第12話 改造人間サマーン~営業変~

「諸君!今日は、悪の組織 アストロ団の名を世に知らしめるために、わざわざ、ここまで、やってきたのだ。ぜひとも、その爪痕を刻んでくれ!」

「らじゃ、団長!」

アストロ団のスタッフ全員が、団長である兄貴に敬礼しているのを、俺は、冷ややかな目で見ていた。

兄貴が言った。

「大丈夫だ、サマーン。お前の出番もちゃんとあるぞ!安心するがいい!」

「そんなものは、要らん!」

俺は、きっぱりと、言い放った。


「というわけで」

兄貴は、言った。

「本日は、大○デパートの屋上にて、営業活動をします。よろしこ」

「イェーイ!」

雅が、露出過多のコスプレで拍手した。

「イェー!」

間さんと、安井さんが、黒の全身タイツを頭から着用して、叫んだ。

めがねっ娘、川島さんが頬を赤らめて言った。

「あの、私、この恰好じゃなきゃ、いけませんか」

露出多めのお色気魔女っ子的コスチュームの川島さんは、赤面しながら、スカートを引っ張っていた。

「僕も」

田中君がセーラー服姿で、長髪の鬘をつけて抗議した。

「なんで、女装なのさ?」

「女装の方がサマーンが萌えるのだよ、田中君」

兄貴が言うと、田中君は、少し考え込んでから、言った。

「なら、いい」

「いいんですかぁ!」

川島さんが、叫んだ。

「いや、全然、よくないですよね?」

「悪の戦闘員がパンチラぐらいで動揺してどうするの?めがねっ娘!」

ほぼ、裸同然のきわどいコスプレ姿の雅が、堂々と言い放った。

「これは、悪の組織の戦闘服、よ!」

「そうなんですか?」

川島さんが騙されかけていたので、俺は、言った。

「そんなわけないだろう!」

「やっぱり!」

川島さんが、騒いでいるのに、兄貴が言った。

「大丈夫だ。エロピンクメガネ、よ。
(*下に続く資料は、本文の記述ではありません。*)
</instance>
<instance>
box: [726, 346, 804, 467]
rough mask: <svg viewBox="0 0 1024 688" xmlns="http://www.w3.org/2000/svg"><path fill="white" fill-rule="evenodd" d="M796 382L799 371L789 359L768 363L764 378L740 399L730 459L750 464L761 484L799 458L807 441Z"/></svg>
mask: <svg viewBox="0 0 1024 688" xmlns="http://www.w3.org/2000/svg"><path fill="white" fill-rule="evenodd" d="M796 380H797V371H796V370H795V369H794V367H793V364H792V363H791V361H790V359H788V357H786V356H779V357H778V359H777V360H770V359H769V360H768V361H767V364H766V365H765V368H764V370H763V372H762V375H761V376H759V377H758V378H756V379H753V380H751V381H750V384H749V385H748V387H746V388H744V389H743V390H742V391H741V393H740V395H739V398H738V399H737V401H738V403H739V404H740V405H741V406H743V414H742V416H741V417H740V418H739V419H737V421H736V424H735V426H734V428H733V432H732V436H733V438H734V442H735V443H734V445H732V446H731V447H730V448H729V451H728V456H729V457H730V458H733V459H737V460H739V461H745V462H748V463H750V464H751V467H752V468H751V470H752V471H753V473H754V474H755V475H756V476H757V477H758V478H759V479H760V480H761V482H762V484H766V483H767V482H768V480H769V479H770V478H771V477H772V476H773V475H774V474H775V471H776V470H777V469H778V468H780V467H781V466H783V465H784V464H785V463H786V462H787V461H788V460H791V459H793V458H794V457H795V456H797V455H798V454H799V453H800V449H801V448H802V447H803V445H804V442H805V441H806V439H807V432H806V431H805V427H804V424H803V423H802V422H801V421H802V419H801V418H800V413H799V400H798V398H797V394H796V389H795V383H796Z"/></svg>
そのパンチラは、見せパンだ!」

「見せパン!」

間さんと、安井さんが、盛り上がる。

「見せパン、万歳!」

「そうなんですか?」

なぜか、川島さんが、納得してしまった。

長いものに巻かれたのか?

俺は、思っていた。

「さあ、サマーン!お前も、準備は、いいか?」

「よくないよ」

俺は、叫んだ。

「これは、なんだよ!」

俺の衣装は、いつもの虎柄のタイツの上半身に、なぜか、下半身は、白鳥がついていた。

「何のつもりだよ!」

「いや」

兄貴が言った。

「いつも、お前は、ビキニだと、ハミチ○するので、コンプライアンス的にNGだから、今日は、よい子のために、白鳥で隠してみたんだが、何か、問題でも?」

「大あり、だよ!」

俺は、より変態度が高まったコスプレ姿で、叫んだ。

その時、デパートのスタッフのお姉さんのアナウンスがかかった。

「ただいまより、悪の組織 アストロ団によるミュージカル『白鳥の湖』が始まります。よい子の皆さんは、席に座ってお楽しみください」


この寸劇が、始まってしまった以上、やらないわけには、いかなかった。

なぜなら、この営業をしなくては、今月の家賃が払えないからだ。

劇は、ひどい出来で、中でも、中盤に差し掛かったところで、現れた主人公である俺の姿を見て、泣き出した子供が何人かいた。

「ちょっと、あんたたち、これは、酷すぎるよ!撤収、撤収!」

俺たちのショーを見ていた支配人が叫んだ。

「もちろん、今日のギャラは、なし!」

「それは、困る」

兄貴が現れて、言った。

「どうか、これで、勘弁してもらえないだろうか」

兄貴がボタンを押すと、床から強風が吹いて、雅と、めがねっ娘 川島さんと、田中君のスカートがめくれた。

「ええっ?」と、田中君。

「キャー!」と、川島さん。

「ヤッホーイ!」

なぜか、雅だけは、喜んでいた。

「し、仕方ないな」

支配人が、鼻の下を伸ばして言った。

「今日のところは、勘弁してやる」

「ははーっ!おありがとうございますだ」

スタッフ全員が、支配人に向かってひれ伏した。

「いい?」

デパートのスタッフのお姉さんが、よい子の皆に言い聞かせるのを俺は、見てしまった。